For Pig users, SHDP provides easy creation and configuration of PigServer instances for registering and executing scripts either locally or remotely. In its simplest form, the declaration looks as follows:

<hdp:pig />

This will create a PigServer instance, named hadoop-pig, configured with a default PigContext, executing scripts in MapReduce mode. In typical scenarios however, one might want to connect to a remote Hadoop tracker and register some scripts automatically so let us take a look of how the configuration might look like:

<pig exec-type="LOCAL" job-name="pig-script" configuration-ref="hadoop-configuration" properties-location="pig-dev.properties" 
   xmlns="http://www.springframework.org/schema/hadoop">
     source=${pig.script.src}
   <script location="org/company/pig/script.pig">
     <arguments>electric=sea</arguments>
   </script>
   <script>
     A = LOAD 'src/test/resources/logs/apache_access.log' USING PigStorage() AS (name:chararray, age:int);
     B = FOREACH A GENERATE name;
     DUMP B;
   </script>
</pig> />

The example exposes quite a few options so let us review them one by one. First the top-level pig definition configures the pig instance: the execution type, the Hadoop configuration used and the job name. Notice that additional properties can be specified (either by declaring them inlined or/and loading them from an external file) - in fact, <hdp:pig/> just like the rest of the libraries configuration elements, supports common properties attributes as described in the hadoop configuration section.

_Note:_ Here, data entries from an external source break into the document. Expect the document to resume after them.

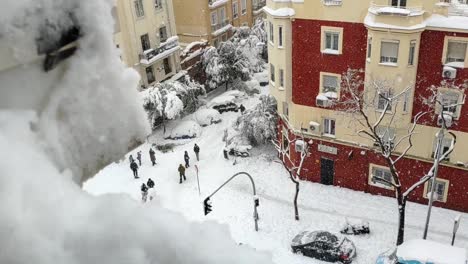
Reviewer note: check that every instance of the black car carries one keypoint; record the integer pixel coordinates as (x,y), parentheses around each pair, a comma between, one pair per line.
(325,246)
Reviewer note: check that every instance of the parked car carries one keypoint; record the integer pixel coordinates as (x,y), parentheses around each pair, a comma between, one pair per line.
(420,251)
(325,246)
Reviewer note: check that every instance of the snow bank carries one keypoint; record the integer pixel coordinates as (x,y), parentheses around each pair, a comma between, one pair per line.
(71,122)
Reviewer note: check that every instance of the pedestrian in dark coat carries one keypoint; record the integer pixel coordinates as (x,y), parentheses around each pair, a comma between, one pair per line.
(134,168)
(196,149)
(150,183)
(182,173)
(139,157)
(144,192)
(187,159)
(152,156)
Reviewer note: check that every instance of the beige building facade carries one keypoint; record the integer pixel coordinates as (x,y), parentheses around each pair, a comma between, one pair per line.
(212,20)
(145,33)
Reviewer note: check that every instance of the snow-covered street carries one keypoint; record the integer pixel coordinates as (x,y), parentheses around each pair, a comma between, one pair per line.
(321,207)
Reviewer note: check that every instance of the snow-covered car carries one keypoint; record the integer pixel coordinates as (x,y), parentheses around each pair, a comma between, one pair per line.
(206,117)
(420,251)
(184,130)
(324,246)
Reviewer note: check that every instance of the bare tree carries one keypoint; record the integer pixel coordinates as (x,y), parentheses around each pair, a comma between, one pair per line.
(295,170)
(374,108)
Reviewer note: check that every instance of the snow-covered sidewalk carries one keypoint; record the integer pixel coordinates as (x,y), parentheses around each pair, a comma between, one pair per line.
(321,207)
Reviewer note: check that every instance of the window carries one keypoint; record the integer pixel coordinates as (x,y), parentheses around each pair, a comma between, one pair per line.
(389,52)
(280,36)
(150,75)
(456,51)
(369,48)
(162,34)
(398,3)
(281,78)
(167,66)
(329,127)
(380,177)
(145,44)
(382,101)
(332,40)
(272,72)
(139,8)
(235,12)
(446,144)
(440,191)
(214,18)
(243,7)
(158,4)
(272,33)
(329,83)
(412,52)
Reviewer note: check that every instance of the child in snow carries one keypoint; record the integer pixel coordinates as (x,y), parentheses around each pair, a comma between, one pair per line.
(187,159)
(182,173)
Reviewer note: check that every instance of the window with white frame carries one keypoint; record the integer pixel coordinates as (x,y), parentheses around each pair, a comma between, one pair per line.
(272,72)
(214,18)
(440,191)
(446,144)
(332,40)
(272,33)
(380,177)
(281,71)
(456,51)
(280,36)
(235,11)
(389,52)
(330,83)
(139,8)
(158,4)
(412,52)
(382,101)
(369,47)
(243,7)
(328,127)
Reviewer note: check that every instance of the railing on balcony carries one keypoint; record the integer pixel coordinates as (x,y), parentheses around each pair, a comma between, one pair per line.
(222,24)
(259,5)
(150,54)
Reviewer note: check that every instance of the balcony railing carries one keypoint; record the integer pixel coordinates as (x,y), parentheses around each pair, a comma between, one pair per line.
(222,24)
(150,54)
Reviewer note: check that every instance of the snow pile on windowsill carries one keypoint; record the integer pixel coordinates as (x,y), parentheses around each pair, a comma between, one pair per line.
(431,252)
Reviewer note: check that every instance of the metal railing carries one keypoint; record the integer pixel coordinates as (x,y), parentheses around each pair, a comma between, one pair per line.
(151,53)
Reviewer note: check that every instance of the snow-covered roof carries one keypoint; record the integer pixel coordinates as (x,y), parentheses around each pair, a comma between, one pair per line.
(428,251)
(280,12)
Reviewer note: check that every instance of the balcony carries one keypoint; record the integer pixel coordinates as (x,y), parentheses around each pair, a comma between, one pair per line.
(220,25)
(164,50)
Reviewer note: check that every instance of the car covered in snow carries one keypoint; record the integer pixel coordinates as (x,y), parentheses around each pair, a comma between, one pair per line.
(206,117)
(184,130)
(420,251)
(324,245)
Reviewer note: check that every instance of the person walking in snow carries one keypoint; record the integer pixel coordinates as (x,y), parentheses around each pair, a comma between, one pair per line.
(152,156)
(187,160)
(182,173)
(196,149)
(134,168)
(144,192)
(139,157)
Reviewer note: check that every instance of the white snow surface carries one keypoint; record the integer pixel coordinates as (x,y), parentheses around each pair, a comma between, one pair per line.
(427,251)
(72,121)
(320,207)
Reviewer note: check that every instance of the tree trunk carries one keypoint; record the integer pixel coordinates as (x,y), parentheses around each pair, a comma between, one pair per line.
(401,219)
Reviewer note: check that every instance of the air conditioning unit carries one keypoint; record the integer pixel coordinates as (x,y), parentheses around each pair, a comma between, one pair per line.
(448,119)
(449,72)
(314,127)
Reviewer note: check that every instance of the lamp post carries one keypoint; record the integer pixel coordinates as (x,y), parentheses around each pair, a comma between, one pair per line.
(207,206)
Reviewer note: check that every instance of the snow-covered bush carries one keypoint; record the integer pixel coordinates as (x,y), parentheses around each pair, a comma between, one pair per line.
(259,124)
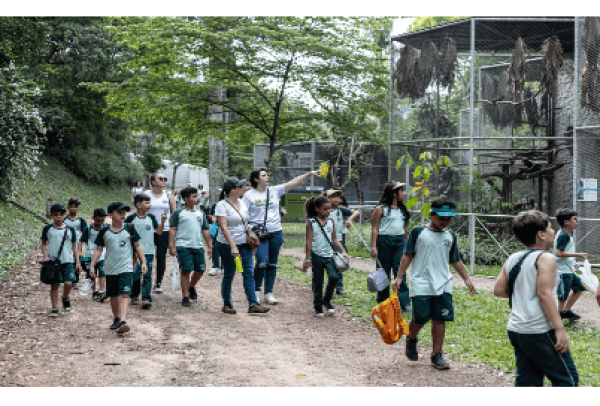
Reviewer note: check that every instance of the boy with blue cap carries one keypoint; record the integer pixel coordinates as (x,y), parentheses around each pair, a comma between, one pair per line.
(431,248)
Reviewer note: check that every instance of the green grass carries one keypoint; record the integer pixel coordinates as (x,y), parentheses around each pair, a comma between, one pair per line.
(477,335)
(19,231)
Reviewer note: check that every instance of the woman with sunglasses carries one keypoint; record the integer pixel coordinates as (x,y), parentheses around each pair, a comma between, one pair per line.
(161,201)
(389,221)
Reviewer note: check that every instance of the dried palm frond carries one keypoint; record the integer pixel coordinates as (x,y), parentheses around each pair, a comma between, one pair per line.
(551,63)
(590,88)
(517,71)
(446,67)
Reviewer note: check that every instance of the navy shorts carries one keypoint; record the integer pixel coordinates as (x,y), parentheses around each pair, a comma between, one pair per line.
(438,308)
(120,284)
(191,260)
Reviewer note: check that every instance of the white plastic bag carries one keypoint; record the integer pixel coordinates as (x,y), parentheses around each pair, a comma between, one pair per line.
(588,279)
(175,283)
(377,279)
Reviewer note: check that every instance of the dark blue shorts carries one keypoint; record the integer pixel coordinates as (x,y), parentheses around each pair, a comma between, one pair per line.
(117,285)
(438,308)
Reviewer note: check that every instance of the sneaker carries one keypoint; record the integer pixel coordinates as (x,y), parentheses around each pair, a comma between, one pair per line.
(193,293)
(123,327)
(438,362)
(330,309)
(270,299)
(411,349)
(258,309)
(66,304)
(115,324)
(227,308)
(568,314)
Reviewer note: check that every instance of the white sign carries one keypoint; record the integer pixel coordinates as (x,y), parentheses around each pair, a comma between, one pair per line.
(587,190)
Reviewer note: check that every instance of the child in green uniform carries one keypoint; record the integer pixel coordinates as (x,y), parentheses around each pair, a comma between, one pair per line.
(430,248)
(145,224)
(188,226)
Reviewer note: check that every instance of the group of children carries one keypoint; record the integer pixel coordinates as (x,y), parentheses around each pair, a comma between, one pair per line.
(118,257)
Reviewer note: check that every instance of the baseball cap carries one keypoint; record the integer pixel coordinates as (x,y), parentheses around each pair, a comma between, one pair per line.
(57,207)
(99,212)
(116,206)
(444,211)
(231,183)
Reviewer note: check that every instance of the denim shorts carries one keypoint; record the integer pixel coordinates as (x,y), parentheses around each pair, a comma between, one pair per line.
(191,260)
(438,308)
(120,284)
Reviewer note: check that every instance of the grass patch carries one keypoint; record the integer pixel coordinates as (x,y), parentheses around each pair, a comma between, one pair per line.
(19,231)
(477,335)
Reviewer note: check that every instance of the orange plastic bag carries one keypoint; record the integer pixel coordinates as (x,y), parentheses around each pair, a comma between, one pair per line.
(388,319)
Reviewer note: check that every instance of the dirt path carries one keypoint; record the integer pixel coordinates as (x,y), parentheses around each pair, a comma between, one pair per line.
(171,345)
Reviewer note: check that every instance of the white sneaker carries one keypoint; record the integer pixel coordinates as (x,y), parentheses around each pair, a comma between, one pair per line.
(270,299)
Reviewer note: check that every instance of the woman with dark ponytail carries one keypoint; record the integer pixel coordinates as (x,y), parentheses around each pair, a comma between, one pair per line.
(388,237)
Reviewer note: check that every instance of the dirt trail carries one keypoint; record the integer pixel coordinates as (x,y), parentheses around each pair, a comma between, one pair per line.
(172,345)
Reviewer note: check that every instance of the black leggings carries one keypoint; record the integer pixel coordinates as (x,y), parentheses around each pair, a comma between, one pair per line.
(162,244)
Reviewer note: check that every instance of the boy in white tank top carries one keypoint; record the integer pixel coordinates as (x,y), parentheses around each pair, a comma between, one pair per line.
(535,330)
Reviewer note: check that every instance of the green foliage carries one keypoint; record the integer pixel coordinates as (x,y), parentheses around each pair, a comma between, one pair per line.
(478,334)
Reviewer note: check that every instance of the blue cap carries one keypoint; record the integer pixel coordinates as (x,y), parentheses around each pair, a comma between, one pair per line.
(444,211)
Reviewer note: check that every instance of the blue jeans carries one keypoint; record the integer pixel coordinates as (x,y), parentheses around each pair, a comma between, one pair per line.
(216,256)
(267,255)
(229,272)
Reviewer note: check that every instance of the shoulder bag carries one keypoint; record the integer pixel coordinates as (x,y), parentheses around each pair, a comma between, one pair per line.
(50,269)
(251,238)
(341,263)
(261,229)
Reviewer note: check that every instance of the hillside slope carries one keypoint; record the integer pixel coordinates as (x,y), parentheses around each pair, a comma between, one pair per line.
(20,231)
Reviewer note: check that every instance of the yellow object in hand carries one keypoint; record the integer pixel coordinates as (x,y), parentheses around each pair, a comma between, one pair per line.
(324,169)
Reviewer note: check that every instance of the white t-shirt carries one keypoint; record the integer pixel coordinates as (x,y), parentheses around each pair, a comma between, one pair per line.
(256,202)
(234,221)
(527,315)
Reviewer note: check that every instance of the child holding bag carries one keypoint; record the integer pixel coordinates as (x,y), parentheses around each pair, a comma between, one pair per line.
(320,239)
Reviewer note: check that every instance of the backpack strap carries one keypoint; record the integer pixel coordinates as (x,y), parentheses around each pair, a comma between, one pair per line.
(514,274)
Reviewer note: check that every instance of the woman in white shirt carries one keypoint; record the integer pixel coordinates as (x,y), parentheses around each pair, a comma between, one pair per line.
(137,189)
(161,201)
(232,217)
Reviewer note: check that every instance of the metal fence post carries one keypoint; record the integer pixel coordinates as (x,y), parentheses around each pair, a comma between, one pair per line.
(472,128)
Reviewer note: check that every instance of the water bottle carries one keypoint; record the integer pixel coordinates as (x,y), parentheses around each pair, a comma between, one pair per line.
(87,285)
(238,264)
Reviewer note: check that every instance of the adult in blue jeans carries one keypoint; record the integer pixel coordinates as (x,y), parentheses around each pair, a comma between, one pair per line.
(267,254)
(232,217)
(389,221)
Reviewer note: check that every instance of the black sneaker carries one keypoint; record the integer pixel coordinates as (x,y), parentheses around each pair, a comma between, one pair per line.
(123,327)
(115,324)
(227,308)
(438,362)
(193,294)
(568,314)
(258,309)
(66,304)
(411,349)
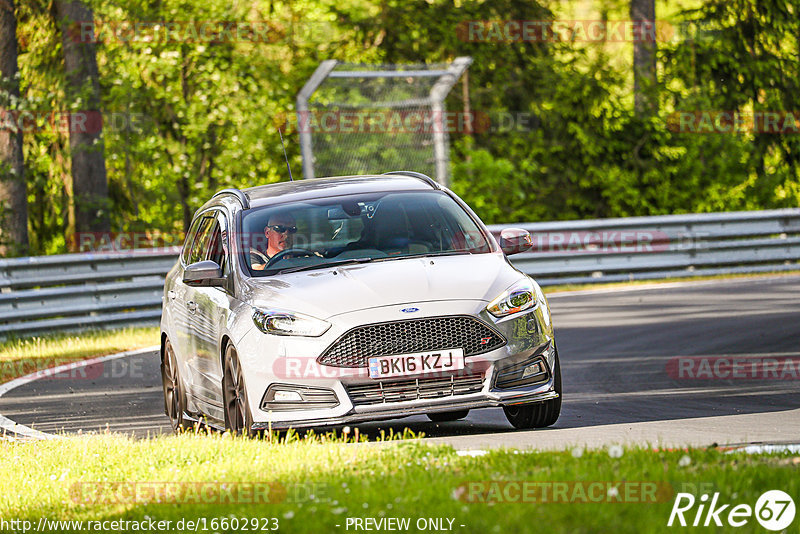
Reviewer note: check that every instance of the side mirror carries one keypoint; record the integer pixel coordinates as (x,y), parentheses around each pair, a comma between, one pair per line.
(515,240)
(203,274)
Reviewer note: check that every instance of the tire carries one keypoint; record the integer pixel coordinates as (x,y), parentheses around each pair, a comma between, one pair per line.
(238,419)
(540,414)
(174,394)
(443,417)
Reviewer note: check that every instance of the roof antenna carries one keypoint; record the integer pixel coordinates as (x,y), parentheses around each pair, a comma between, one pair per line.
(285,156)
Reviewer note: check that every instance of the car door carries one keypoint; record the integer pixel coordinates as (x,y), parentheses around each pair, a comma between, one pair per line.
(211,311)
(179,294)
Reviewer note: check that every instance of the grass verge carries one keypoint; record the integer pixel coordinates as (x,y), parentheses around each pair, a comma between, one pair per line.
(22,356)
(315,484)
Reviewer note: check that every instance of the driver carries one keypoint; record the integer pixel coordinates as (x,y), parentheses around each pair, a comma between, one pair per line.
(279,231)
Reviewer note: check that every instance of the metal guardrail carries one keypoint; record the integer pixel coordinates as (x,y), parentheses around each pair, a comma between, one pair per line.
(77,291)
(45,294)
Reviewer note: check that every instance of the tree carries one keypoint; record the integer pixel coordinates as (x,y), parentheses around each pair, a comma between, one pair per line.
(89,181)
(643,15)
(13,198)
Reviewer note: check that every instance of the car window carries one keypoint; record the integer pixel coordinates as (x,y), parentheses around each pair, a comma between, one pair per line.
(218,244)
(200,244)
(190,235)
(375,226)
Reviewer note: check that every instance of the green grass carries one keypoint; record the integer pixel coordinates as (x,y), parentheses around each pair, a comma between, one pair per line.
(318,483)
(21,356)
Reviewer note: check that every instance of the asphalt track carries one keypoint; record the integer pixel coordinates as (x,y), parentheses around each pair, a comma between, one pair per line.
(616,347)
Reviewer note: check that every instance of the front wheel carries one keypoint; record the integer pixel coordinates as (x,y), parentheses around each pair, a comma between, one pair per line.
(174,396)
(237,412)
(541,414)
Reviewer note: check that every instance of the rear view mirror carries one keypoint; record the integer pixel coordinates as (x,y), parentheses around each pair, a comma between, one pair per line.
(203,274)
(515,240)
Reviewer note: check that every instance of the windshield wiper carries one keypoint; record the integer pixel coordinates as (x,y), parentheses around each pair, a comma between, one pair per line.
(351,261)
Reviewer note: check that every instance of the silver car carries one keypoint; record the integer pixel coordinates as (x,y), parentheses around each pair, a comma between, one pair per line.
(338,300)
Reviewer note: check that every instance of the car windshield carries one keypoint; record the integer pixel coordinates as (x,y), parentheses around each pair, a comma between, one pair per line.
(356,228)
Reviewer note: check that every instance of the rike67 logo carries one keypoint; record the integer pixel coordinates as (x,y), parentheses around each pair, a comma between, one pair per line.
(774,510)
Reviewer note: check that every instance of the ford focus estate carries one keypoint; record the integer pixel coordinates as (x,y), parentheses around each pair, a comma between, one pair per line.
(339,300)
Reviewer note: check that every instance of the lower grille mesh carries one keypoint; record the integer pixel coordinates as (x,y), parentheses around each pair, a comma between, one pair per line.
(356,346)
(413,389)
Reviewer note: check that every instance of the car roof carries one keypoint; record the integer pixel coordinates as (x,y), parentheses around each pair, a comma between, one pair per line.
(299,190)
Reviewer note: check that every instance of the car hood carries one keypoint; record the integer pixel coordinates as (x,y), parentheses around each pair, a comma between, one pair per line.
(326,292)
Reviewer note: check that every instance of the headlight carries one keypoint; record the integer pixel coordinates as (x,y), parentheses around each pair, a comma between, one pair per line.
(284,323)
(522,296)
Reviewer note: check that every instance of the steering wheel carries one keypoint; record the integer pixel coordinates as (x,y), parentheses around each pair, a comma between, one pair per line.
(289,251)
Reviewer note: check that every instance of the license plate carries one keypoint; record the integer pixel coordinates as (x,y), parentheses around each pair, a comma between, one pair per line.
(437,361)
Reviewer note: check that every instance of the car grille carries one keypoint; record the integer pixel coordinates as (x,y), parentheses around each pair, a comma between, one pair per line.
(420,388)
(416,335)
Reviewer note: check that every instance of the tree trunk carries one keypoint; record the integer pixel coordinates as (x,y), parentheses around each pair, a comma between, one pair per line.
(89,180)
(13,197)
(643,15)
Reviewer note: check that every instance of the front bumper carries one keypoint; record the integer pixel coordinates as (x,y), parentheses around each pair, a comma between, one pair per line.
(406,409)
(529,336)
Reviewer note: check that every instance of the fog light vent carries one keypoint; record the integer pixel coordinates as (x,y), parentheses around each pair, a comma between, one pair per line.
(294,397)
(532,371)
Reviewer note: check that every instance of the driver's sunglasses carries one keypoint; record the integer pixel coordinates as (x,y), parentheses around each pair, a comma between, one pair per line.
(282,229)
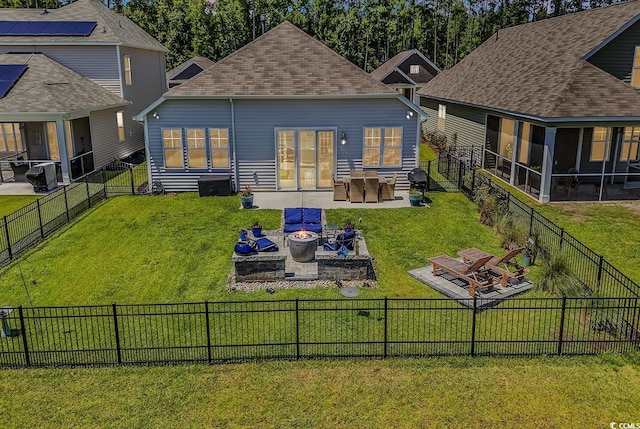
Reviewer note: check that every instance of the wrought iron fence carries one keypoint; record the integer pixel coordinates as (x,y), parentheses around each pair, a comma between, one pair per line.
(295,329)
(22,229)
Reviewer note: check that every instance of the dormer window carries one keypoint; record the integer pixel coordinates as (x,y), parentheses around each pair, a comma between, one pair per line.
(635,72)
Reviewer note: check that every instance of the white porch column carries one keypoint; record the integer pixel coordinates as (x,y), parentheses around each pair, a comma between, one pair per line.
(547,164)
(62,149)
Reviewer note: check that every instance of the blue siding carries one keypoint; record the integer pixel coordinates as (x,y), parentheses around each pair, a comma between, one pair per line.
(256,122)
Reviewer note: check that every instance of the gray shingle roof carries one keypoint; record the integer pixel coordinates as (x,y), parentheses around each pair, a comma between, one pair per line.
(49,87)
(537,69)
(112,27)
(285,61)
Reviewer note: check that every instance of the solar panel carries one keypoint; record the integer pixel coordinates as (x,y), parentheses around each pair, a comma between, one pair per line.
(9,75)
(46,28)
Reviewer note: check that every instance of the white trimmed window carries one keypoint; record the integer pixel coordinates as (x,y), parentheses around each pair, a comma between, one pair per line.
(127,70)
(382,147)
(196,154)
(219,146)
(599,144)
(120,119)
(172,143)
(635,71)
(629,150)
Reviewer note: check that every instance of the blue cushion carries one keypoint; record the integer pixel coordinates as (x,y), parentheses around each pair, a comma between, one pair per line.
(312,215)
(293,215)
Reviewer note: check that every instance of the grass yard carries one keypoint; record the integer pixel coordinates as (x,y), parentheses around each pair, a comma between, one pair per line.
(177,248)
(461,392)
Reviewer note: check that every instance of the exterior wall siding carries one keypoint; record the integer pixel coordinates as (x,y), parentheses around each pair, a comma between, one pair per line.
(616,58)
(98,63)
(256,122)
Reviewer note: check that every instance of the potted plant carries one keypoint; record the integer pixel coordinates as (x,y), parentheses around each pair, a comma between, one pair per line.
(246,196)
(256,229)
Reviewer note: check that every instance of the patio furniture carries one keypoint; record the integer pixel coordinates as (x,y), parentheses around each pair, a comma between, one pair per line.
(339,190)
(505,267)
(388,188)
(356,187)
(371,187)
(475,274)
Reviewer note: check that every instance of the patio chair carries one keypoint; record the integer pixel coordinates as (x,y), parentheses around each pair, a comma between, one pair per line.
(506,267)
(371,187)
(339,190)
(475,274)
(388,188)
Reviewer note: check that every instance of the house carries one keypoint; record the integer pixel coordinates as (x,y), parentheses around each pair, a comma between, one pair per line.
(187,70)
(551,106)
(86,71)
(284,112)
(406,72)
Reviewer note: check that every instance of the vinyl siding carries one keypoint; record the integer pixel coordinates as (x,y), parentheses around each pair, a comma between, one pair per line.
(98,63)
(616,57)
(256,122)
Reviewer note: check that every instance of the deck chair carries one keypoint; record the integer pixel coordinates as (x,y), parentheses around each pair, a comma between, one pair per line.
(475,274)
(506,267)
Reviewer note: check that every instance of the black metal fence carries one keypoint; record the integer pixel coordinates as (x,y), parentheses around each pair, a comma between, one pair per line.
(596,273)
(22,229)
(294,329)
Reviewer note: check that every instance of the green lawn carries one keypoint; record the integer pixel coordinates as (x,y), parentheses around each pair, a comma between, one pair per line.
(460,392)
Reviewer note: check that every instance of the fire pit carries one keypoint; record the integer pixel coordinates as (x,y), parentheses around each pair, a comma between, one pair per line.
(302,245)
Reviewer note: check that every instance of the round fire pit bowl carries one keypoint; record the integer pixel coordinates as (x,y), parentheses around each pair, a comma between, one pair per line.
(303,245)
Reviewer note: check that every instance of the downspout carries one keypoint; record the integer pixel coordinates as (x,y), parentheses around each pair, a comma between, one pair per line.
(233,142)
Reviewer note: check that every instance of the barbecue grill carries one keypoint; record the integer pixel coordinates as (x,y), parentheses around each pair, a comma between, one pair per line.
(418,180)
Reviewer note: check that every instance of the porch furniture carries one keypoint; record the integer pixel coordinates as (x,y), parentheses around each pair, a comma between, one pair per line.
(475,274)
(506,267)
(356,187)
(371,187)
(339,190)
(388,188)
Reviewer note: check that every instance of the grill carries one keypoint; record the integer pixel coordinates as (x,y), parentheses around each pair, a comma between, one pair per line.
(418,180)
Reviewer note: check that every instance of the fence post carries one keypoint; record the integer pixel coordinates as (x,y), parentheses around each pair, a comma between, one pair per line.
(473,326)
(40,218)
(6,233)
(206,311)
(561,335)
(386,307)
(115,325)
(66,203)
(133,184)
(23,330)
(297,332)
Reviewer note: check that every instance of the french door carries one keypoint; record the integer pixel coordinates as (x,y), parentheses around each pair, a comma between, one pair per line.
(305,158)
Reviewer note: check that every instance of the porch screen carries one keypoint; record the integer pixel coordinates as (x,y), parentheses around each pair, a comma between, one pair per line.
(172,142)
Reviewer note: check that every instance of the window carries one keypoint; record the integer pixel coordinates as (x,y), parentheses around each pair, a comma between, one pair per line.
(196,155)
(599,144)
(629,150)
(172,142)
(635,71)
(127,70)
(382,147)
(120,118)
(442,116)
(219,145)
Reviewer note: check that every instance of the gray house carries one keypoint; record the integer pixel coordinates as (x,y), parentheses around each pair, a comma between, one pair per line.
(88,71)
(282,113)
(407,72)
(551,107)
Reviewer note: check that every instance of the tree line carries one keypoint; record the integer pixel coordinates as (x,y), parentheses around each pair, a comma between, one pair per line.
(366,32)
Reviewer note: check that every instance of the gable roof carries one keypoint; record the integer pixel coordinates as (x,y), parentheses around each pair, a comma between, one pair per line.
(49,87)
(111,28)
(538,69)
(285,61)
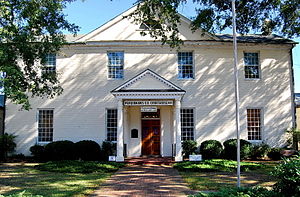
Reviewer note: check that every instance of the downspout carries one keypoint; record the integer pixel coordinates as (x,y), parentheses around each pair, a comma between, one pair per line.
(292,82)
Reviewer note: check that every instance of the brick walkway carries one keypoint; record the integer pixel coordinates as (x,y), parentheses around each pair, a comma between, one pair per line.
(144,180)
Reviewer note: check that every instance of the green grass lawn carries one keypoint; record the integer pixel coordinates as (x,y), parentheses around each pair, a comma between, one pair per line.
(213,175)
(18,177)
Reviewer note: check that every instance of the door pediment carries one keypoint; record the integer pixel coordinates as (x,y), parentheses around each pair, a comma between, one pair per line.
(148,81)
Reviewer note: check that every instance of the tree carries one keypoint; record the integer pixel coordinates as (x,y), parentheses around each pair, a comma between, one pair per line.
(267,16)
(29,30)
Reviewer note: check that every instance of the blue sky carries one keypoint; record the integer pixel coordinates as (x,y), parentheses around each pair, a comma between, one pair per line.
(90,14)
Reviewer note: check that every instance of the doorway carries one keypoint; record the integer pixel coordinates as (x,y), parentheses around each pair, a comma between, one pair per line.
(150,134)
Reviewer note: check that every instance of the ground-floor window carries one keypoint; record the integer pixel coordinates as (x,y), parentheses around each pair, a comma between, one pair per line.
(111,124)
(187,124)
(45,125)
(254,124)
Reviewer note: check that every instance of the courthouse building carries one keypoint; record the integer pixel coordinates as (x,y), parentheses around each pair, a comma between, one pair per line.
(127,88)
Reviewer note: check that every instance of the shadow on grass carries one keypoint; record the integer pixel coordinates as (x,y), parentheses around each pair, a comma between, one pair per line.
(18,178)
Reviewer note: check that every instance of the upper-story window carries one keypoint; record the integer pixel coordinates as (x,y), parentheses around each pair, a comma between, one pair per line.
(50,64)
(115,65)
(185,65)
(254,124)
(251,61)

The definition contains also two scripts: script.pig (read from the classpath) to which one pair of arguments, relevant to the script, is passed (notice the use of property placeholder) but also an inlined script, declared as part of the definition, without any arguments.

As you can tell, the pig namespace offers several options pertaining to Pig configuration. And, as with the other Hadoop-related integration, the underlying PigServer is bound to the enclosing application context life-cycle; that is, it will automatically start and stop along-side the application so one does not have to worry about its management.

6.1 Using the Pig tasklet

For Spring Batch environments, SHDP provides a dedicated tasklet to execute Pig queries, on demand, as part of a batch or workflow. The declaration is pretty straight forward:

<hdp:pig-tasklet id="pig-script">
   <hdp:script location="org/company/pig/handsome.pig" />
</hdp:pig-tasklet>

The syntax of the scripts declaration is similar to that of the pig namespace.